Saturday, March 29, 2008

A LITTLE OFF CENTER

I recently read a newspaper story about a young Japanese man who makes cheese in a small town in France. He used to work on a farm in northern Japan, but he didn't like the way that they went about their business; they didn't treat the cows, or the cheese, properly. One day while watching the Tour de France cycling race on TV he saw the riders glide through a small village. The cows ignored the riders, but the Japanese man watched the cows. They looked happy. The life seemed peaceful. He went to France to take a cheesemaking course, then came back to Japan for a few years to work at a Toyota plant to save enough money to move to France for good. Eventually, he did. And now he works by himself making cheese in a tiny French town, and is considered one of the best workers in the business.
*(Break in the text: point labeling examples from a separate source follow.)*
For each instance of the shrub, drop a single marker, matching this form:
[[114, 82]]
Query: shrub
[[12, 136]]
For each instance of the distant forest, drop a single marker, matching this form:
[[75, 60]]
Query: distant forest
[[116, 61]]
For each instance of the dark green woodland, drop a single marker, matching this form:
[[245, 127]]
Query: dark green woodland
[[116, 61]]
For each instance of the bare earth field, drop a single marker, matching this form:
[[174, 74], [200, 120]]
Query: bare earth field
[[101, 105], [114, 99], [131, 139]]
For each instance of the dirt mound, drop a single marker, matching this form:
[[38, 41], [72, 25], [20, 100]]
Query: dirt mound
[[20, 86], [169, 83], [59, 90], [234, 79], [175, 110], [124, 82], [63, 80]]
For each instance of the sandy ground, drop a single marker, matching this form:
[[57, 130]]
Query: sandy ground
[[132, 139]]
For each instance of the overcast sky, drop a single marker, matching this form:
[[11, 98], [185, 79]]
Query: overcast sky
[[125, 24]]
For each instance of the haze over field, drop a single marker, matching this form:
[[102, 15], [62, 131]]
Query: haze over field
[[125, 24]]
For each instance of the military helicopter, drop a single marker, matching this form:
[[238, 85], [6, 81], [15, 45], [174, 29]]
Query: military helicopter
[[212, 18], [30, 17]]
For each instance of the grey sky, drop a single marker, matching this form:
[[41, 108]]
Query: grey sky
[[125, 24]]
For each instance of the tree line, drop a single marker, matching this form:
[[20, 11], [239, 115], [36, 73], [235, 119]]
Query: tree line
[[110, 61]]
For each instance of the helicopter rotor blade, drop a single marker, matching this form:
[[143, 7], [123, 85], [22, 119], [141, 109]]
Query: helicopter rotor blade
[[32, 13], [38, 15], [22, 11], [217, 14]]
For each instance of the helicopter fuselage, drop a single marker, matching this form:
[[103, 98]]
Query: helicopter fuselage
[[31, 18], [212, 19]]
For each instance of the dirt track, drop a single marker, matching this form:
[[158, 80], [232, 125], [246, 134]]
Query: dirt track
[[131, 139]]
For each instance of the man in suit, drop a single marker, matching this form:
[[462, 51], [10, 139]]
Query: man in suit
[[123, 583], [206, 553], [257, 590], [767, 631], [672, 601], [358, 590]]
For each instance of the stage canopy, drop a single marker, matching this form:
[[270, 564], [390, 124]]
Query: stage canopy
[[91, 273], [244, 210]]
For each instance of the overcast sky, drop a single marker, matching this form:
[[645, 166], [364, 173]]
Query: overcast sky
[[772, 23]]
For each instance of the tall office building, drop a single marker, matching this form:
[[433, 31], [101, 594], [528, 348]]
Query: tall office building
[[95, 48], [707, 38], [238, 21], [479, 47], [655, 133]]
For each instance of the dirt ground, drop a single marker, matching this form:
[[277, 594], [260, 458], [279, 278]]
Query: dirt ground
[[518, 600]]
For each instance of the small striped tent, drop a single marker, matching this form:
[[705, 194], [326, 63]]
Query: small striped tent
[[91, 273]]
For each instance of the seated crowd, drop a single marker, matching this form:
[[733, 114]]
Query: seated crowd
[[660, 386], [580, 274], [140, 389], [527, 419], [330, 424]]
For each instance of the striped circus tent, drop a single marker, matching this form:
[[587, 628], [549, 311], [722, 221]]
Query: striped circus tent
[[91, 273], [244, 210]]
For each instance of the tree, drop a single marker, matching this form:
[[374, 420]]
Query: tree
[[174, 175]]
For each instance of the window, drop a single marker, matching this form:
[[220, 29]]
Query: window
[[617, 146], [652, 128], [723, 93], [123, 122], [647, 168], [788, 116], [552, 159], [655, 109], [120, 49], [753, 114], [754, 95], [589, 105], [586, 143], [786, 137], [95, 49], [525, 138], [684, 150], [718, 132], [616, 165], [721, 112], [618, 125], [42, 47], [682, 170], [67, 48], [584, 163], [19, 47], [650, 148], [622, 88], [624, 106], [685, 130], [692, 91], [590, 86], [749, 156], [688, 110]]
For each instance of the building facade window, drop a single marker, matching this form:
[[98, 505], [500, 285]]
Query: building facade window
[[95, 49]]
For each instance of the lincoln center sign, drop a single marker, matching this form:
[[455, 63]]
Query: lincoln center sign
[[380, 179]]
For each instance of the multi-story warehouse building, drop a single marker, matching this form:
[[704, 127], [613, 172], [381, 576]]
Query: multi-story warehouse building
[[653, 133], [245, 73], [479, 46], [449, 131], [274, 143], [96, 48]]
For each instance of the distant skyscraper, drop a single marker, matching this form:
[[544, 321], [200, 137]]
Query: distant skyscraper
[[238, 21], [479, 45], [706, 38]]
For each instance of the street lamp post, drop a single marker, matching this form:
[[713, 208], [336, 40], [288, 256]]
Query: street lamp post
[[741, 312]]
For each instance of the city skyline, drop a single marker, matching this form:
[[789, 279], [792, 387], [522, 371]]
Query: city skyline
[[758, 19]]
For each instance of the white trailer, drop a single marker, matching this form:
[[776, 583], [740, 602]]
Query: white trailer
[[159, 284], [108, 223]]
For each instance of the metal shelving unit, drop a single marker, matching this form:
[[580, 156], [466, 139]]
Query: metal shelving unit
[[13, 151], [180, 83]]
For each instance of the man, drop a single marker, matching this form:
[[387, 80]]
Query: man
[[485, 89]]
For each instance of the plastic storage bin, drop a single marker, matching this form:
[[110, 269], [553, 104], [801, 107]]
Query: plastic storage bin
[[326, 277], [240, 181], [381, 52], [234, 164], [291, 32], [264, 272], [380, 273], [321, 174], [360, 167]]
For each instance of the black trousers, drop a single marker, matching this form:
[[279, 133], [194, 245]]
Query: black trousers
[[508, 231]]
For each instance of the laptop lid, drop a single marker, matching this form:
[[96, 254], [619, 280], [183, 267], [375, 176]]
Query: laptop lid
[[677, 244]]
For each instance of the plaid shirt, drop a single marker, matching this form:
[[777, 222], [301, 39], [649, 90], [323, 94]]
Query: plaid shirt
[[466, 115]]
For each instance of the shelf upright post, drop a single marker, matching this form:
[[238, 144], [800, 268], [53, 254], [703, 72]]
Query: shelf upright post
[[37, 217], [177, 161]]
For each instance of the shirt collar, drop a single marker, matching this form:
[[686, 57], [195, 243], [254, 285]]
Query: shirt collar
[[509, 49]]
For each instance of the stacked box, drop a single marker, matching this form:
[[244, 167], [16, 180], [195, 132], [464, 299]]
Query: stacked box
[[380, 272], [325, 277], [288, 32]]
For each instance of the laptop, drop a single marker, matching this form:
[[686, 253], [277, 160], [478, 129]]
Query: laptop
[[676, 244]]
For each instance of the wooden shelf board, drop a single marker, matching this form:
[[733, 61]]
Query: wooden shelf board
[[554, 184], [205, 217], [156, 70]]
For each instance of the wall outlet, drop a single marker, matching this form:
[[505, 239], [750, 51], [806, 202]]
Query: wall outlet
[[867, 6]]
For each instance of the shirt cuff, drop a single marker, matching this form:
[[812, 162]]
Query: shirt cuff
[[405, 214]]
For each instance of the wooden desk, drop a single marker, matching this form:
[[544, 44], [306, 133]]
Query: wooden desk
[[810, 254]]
Something about this story moved me.

Japan is a notoriously group-oriented culture. To decide to just take off, move to France, make some cheese -- not an easy decision, I'm guessing. Yet, the ones who don't fit in here, TRULY don't fit in. So some of them move on and find their own life.

How much of our decisions are based on what those around us are doing? How much of our lives do we live drifting when we should be gliding?

One advantage of living abroad is that you can't attempt to do what those around you are doing, because they are of that culture, while you are merely in it. To attempt to blend in is a fool's game.

Eccentricity is often simply doing that which others would not normally do. And those 'others', invariably, are your family, neighbours, peers. Every so often, living in Asia, studying Japanese, I feel I'm on a tangent, and I wonder where the main road lies.

But now I think of that Japanese farmer in the fields of France, watching his cows, then going back inside to make his cheese. He has found his main road, a little off center.